Scanning Gigapan's Horizons

Researchers are picturing scientific uses for camera system, software

The GigaPan system makes it easy to generate giant panoramas using everyday digital cameras, but even it has its limits. Laura Tomokiyo, project scientist with the Robotics Institute, learned that the hard way --- on the North Slope of Alaska.

It turns out that the batteries powering the robotic camera mount are no match for the bitter cold of Alaska in March. "You can't be outside setting up a camera when it's 50 degrees below zero," Tomokiyo says. The cold sapped power from the batteries before GigaPan could complete its photographic sweep of the horizon.

Nevertheless, Tomokiyo's visit to Barrow, Alaska --- America's northernmost community ---  convinced her that GigaPan has a role to play in documenting the culture and language of the native Inupiat people.
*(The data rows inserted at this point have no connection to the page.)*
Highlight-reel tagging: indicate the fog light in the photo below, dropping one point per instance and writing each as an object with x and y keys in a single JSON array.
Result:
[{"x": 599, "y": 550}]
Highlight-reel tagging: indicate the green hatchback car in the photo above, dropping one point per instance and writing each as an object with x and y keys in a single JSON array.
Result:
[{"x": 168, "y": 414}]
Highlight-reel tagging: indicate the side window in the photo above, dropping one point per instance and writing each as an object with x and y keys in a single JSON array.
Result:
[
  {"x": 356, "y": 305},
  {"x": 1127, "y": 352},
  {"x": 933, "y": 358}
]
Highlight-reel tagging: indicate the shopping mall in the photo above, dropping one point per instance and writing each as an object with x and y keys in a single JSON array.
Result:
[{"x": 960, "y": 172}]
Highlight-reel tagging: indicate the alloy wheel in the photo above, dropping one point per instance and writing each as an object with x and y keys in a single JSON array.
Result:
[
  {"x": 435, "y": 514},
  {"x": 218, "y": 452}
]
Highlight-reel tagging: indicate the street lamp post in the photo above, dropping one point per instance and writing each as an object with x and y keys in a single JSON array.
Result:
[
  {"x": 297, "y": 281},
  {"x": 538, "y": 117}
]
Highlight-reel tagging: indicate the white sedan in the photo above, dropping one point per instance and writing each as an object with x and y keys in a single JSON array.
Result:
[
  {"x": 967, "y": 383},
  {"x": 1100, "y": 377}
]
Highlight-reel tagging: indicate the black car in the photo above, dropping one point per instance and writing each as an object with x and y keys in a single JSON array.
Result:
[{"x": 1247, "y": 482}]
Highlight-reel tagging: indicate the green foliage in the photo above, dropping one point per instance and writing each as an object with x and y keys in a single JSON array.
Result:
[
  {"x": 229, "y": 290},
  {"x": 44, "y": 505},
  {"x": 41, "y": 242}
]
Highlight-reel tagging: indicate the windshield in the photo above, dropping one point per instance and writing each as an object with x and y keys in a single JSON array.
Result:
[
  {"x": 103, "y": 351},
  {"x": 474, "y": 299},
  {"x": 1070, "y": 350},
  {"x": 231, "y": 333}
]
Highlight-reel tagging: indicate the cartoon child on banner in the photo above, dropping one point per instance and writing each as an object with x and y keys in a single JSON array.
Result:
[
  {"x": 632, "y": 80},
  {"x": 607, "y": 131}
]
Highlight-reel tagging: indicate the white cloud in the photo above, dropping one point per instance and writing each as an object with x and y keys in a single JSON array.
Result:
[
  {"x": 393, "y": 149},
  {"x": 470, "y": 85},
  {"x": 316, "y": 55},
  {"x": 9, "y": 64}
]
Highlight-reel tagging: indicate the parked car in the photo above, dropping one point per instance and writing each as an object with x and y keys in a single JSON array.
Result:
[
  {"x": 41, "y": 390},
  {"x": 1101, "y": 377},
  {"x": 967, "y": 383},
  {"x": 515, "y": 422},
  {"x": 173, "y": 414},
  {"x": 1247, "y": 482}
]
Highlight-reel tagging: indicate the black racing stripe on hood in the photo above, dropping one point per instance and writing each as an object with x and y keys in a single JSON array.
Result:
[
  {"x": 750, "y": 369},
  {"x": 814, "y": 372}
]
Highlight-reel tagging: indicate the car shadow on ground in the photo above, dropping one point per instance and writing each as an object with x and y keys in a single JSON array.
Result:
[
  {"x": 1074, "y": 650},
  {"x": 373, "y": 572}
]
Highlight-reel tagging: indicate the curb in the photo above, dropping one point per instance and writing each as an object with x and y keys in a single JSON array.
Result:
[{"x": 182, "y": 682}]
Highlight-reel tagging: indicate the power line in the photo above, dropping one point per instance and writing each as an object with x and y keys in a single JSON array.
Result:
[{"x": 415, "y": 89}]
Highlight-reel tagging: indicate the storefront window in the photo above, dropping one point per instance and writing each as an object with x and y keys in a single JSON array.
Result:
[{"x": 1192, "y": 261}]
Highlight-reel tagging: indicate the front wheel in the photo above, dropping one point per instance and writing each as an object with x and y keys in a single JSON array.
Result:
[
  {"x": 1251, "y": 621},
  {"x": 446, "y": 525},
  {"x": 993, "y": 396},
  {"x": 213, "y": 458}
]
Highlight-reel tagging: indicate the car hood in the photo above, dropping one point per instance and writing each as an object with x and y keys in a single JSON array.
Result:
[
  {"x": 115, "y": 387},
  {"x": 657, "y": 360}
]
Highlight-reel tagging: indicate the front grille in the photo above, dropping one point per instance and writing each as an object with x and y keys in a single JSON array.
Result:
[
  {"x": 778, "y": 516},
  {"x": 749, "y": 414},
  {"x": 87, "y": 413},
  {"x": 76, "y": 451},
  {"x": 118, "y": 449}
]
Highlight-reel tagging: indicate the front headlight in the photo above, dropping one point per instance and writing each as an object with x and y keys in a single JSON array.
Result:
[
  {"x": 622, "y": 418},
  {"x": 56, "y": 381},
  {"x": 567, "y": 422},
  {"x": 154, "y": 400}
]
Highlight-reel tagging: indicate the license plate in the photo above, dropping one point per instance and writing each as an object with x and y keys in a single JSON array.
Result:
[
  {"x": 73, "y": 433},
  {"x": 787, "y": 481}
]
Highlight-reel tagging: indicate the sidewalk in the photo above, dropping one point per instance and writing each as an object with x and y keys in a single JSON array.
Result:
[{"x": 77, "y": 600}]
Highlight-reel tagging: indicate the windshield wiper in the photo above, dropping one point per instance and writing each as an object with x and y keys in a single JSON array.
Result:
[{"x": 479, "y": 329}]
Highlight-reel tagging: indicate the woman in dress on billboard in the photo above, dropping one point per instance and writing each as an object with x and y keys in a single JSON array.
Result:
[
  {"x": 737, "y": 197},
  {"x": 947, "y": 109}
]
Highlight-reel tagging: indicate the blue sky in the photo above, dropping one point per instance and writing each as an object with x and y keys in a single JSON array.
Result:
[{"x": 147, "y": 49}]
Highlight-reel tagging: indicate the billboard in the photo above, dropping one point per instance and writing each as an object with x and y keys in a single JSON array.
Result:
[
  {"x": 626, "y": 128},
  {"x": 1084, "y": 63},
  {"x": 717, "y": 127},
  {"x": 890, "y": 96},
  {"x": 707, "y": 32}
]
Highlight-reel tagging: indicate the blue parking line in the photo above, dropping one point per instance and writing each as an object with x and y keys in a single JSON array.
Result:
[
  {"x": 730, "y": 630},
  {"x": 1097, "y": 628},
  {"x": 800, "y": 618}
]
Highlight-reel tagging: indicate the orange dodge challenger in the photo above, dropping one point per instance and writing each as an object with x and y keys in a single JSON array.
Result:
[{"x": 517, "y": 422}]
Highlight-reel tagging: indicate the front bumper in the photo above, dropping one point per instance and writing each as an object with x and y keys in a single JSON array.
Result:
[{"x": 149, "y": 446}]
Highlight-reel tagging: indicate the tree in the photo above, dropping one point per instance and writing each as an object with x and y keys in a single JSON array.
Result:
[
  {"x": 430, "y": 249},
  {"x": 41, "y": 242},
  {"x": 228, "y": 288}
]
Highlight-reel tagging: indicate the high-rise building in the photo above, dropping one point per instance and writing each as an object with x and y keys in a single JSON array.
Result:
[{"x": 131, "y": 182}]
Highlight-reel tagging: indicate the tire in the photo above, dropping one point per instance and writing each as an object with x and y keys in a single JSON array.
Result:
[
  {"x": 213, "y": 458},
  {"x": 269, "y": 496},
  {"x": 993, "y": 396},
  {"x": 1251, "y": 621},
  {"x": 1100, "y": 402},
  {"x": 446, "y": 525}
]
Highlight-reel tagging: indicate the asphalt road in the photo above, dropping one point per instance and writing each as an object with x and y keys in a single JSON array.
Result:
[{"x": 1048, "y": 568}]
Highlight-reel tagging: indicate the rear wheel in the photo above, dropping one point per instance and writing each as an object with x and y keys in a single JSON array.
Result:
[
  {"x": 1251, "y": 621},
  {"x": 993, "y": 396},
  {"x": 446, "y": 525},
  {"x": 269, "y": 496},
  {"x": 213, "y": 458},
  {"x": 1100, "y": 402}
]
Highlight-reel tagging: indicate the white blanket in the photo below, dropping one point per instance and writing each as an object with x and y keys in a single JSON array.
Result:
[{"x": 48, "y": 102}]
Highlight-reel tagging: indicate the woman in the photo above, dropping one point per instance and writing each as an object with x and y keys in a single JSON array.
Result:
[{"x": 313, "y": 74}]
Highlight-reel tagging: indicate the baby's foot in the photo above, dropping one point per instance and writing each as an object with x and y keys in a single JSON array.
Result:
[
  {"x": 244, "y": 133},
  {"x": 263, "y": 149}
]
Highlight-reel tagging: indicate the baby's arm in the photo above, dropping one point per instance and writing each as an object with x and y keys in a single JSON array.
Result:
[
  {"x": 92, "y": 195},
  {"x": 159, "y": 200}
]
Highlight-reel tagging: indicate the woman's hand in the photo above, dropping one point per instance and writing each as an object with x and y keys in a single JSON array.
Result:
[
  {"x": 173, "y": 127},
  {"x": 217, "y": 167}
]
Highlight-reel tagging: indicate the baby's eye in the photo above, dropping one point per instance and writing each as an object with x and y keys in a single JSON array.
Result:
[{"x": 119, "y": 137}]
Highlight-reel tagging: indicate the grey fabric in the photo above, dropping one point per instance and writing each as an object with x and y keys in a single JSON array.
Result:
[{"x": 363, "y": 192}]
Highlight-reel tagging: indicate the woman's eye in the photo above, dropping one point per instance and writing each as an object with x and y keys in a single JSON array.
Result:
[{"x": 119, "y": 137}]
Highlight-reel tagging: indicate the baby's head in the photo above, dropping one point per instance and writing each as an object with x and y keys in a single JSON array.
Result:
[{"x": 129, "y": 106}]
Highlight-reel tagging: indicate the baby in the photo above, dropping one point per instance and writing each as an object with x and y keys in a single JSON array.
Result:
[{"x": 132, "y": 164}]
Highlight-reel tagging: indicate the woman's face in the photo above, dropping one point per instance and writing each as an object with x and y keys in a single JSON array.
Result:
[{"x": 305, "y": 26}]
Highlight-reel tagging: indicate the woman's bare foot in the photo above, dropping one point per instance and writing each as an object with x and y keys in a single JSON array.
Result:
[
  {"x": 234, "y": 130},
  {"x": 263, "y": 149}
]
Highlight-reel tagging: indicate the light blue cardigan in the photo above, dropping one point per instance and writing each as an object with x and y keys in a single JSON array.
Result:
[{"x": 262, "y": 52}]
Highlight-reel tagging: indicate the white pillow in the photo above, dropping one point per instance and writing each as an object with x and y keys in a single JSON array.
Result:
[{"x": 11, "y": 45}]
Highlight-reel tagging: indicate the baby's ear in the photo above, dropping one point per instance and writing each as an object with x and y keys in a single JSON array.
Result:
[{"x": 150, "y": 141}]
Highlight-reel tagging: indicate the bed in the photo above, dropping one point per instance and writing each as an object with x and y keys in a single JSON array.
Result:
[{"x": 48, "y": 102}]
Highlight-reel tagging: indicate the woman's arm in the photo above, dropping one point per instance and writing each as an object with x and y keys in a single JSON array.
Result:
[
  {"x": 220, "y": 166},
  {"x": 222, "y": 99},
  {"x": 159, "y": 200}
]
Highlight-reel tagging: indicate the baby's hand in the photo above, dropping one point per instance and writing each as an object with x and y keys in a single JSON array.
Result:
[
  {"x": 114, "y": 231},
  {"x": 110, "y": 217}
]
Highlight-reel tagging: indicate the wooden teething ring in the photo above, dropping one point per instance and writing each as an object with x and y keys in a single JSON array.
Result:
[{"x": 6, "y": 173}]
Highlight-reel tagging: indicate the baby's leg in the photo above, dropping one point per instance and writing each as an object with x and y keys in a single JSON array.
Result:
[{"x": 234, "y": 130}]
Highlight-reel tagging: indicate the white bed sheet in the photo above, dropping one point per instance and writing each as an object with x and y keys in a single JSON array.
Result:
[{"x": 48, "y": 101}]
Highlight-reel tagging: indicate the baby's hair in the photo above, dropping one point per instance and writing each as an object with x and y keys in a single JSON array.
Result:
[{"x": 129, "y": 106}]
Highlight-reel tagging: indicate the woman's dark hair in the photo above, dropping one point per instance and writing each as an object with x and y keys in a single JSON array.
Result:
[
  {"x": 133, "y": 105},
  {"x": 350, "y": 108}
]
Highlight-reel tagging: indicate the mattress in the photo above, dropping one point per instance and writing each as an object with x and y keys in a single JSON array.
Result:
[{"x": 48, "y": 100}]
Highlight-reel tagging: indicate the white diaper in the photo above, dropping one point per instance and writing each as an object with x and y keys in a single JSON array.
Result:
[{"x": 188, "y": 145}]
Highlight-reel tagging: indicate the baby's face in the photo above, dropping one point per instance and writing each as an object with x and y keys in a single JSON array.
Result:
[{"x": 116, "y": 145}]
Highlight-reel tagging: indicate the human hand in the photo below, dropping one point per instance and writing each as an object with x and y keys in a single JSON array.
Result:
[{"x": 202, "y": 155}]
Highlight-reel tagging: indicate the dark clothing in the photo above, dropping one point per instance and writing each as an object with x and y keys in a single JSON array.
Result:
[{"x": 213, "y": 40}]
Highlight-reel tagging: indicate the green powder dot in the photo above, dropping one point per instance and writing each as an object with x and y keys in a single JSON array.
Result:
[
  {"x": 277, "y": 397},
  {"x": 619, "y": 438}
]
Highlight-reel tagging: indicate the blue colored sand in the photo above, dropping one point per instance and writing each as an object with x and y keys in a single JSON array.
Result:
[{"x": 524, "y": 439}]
This summer, members of the Inupiaq Heritage and Language Center have taken advantage of the warmer weather to gather GigaPan images of the isolated villages that dot the 94,700-square-mile North Slope.
"We hope this project will provide a good opportunity for youth and elders to work together," she says. "The youth may provide leadership in the use of the technology, but they also will be looking to the elders to share their knowledge of history and tradition in the documentation of the panoramas."

Tomokiyo, who earned her Ph.D. in language technologies at Carnegie Mellon in 2001, made the 20-hour trip to Barrow in hopes of finding ways that GigaPan panoramas could be used to study and preserve the endangered Inupiaq language.

Bilingual interpreters are commonly used to elicit lists of important words from native speakers, she says, but the method tends to be biased toward the dominant language. "Even if someone is bilingual, they will think about things differently when talking to English speakers," Tomokiyo says.

The use of GigaPan images, which allows users to zoom in on details, might eliminate this bias by allowing people who speak only Inupiaq to point out objects or activities of interest and name them. An example of such an image would be a GigaPan that Tomokiyo produced of workers preparing seal skins for use on a umiak --- a large seafaring canoe used for whaling.

Other scientific uses of GigaPan were explored in May during the Fine Outreach for Science, a workshop in Pittsburgh sponsored by the Fine Foundation that brought together 29 paleontologists, geologists, climatologists, primatologists and other researchers from around the world. One had used GigaPan to image rock paintings in Kazakhstan. Another modified the GigaPan mount so that it controlled a scanning electron microscope, making it possible to image an entire fly magnified 500 times.

The GigaPan system --- a robotic camera mount that triggers the camera to take numerous photographs of a scene and a software package that electronically stitches the images into a panorama --- was created by the Global Connection Project to help people communicate across cultures.

Last year, for instance, the project launched the GigaPan School Exchange, in which students from schools in Pittsburgh, South Africa and Trinidad and Tobago shared GigaPans of their communities with each other. This 21st Century "pen pal" program is expanding this fall, with schools in Brazil and Indonesia joining the group. In the Pittsburgh area, the Falk School in Oakland will be joined by students at Propel charter schools and South Fayette, Burgettstown and Connellsville middle and high schools.

Broadband connections on the North Slope are poor, so the ability of students there to take full advantage of such an exchange would be difficult, Tomokiyo says. Even so, she's thinking about ways to make it happen, such as timing student use to coincide with periods of low Internet traffic. In the meantime, the GigaPan archive will document the culture and activities of the North Slope and reside on computers there, rather than be accessible via the Internet.

The archive is funded through the IHLC by the U.S. Department of Education's Education through Cultural and Historical Organizations, or ECHO, initiative.

"We will return to Barrow at the time of the fall whaling season to wrap up, document cultural activities related to this event and explore possibilities for the next phase," Tomokiyo says.